Welche Pflichten hat ein Gewerbetreibender?
Wenn du ein Gewerbe betreibst, musst du es beim Gewerbeamt deiner Gemeinde anmelden. Das kostet je nach Gemeinde zwischen 15 und 65 Euro und ist vor Aufnahme der Tätigkeit zu erledigen. Das Gewerbeamt informiert automatisch das Finanzamt, die IHK (Industrie- und Handelskammer) oder HWK (Handwerkskammer) sowie die Berufsgenossenschaft. Mitglieder der IHK oder HWK zahlen Pflichtbeiträge – für Kleingewerbetreibende sind diese oft gestaffelt oder im ersten Jahr ermäßigt. Der größte steuerliche Unterschied: Gewerbetreibende zahlen Gewerbesteuer. Diese fällt an, sobald der Jahresgewinn den Freibetrag von 24.500 Euro übersteigt. Die Gewerbesteuer wird zwar teilweise auf die Einkommensteuer angerechnet, bedeutet aber dennoch mehr Aufwand bei der Steuererklärung. Außerdem besteht für Vollkaufleute Buchführungspflicht nach HGB. Freiberufler sind davon befreit – sie können eine einfache Einnahmen-Überschuss-Rechnung (EÜR) abgeben.
Typische Fehler und Grenzfälle
Der häufigste Fehler: selbst entscheiden, ob man Freiberufler ist, ohne das Finanzamt zu fragen. Gerade bei neueren Berufen wie Social-Media-Manager, Softwareentwickler oder Coach ist die Einordnung nicht immer eindeutig. Das Finanzamt kann im Nachhinein eine Umqualifizierung vornehmen und Gewerbesteuer für mehrere Jahre nachfordern – inklusive Zinsen. Ein weiterer Fehler ist die sogenannte Abfärbung: Wenn ein Freiberufler auch gewerbliche Tätigkeiten ausübt und diese nicht klar trennt, kann die gesamte Tätigkeit als gewerblich eingestuft werden. Wer also zum Beispiel als Schriftsteller auch Bücher verkauft, die er selbst gedruckt hat, muss aufpassen. Die Lösung ist die Aufspaltung in zwei getrennte Tätigkeiten, idealerweise mit zwei Rechnungskreisen. Auch bei der Umsatzsteuer gibt es Unterschiede: Die Kleinunternehmerregelung (bis 22.000 Euro Jahresumsatz) gilt für beide Gruppen, aber Freiberufler nutzen sie häufiger – und das hat Vor- und Nachteile je nach Kundschaft.

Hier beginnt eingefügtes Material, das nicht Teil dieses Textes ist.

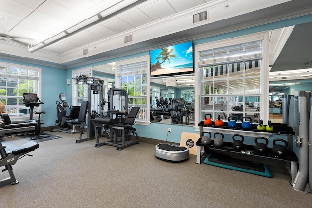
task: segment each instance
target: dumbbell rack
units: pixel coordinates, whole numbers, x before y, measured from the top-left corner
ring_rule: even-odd
[[[214,122],[211,126],[207,126],[204,124],[203,121],[201,121],[198,124],[199,127],[201,135],[202,133],[204,132],[204,127],[213,127],[214,128],[227,129],[229,131],[231,129],[235,129],[238,130],[238,132],[241,131],[242,132],[245,131],[253,132],[253,133],[256,132],[269,132],[271,134],[283,134],[287,136],[289,140],[289,143],[292,144],[293,142],[293,138],[294,132],[292,131],[291,127],[287,127],[283,124],[273,124],[274,126],[275,131],[265,131],[258,130],[257,129],[257,125],[252,124],[252,128],[250,129],[245,129],[241,128],[240,124],[237,124],[237,127],[234,129],[230,128],[228,127],[227,122],[224,122],[223,126],[219,127],[215,126]],[[205,131],[207,132],[207,131]],[[244,132],[246,133],[246,132]],[[235,133],[237,134],[237,131],[235,132]],[[252,160],[253,161],[263,161],[264,160],[279,160],[289,162],[290,163],[290,167],[288,167],[288,170],[291,175],[292,182],[294,181],[295,174],[297,173],[297,164],[298,162],[298,158],[294,152],[292,150],[292,146],[291,146],[287,153],[284,155],[277,155],[273,154],[271,151],[271,148],[269,148],[269,151],[265,153],[260,153],[255,151],[254,150],[254,146],[251,145],[244,145],[243,149],[236,150],[234,149],[232,146],[232,142],[224,142],[223,145],[222,147],[217,147],[214,144],[213,141],[212,141],[210,145],[207,145],[201,143],[201,136],[196,143],[197,145],[197,156],[196,163],[201,164],[202,159],[206,157],[207,154],[222,154],[225,155],[235,155],[240,157],[245,158],[246,160]],[[207,159],[207,158],[206,158]],[[293,173],[293,174],[292,174]]]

Wie du herausfindest, was du bist
Der erste Schritt ist immer eine ehrliche Einschätzung der eigenen Tätigkeit: Was machst du genau, und wie erbringst du die Leistung? Dann empfiehlt sich ein kurzes Gespräch mit dem zuständigen Finanzamt oder einem Steuerberater. Viele Finanzämter beantworten diese Frage in einem Anruf oder per formlosem Schreiben. Außerdem gibt es vom Deutschen Steuerberaterverband und der IHK online kostenlose Checklisten, die bei der Einordnung helfen. Wenn du noch in der Planungsphase bist, lohnt es sich, die Tätigkeit von vornherein so zu gestalten, dass sie in die gewünschte Kategorie fällt. Das kann bedeuten, Leistungen zu bündeln, klar auf die persönliche geistige Arbeit zu fokussieren oder den Produktverkauf auszulagern. Ein klarer Status von Beginn an erspart viel Aufwand.
Fazit
Die Unterscheidung zwischen Freiberufler und Gewerbetreibendem ist keine Kleinigkeit – sie beeinflusst Steuerbelastung, Pflichtmitgliedschaften und den gesamten administrativen Aufwand. Wer von Anfang an weiß, was er ist, kann bewusst planen und teure Fehler vermeiden. Im Zweifel: lieber einmal zu viel fragen als zu wenig.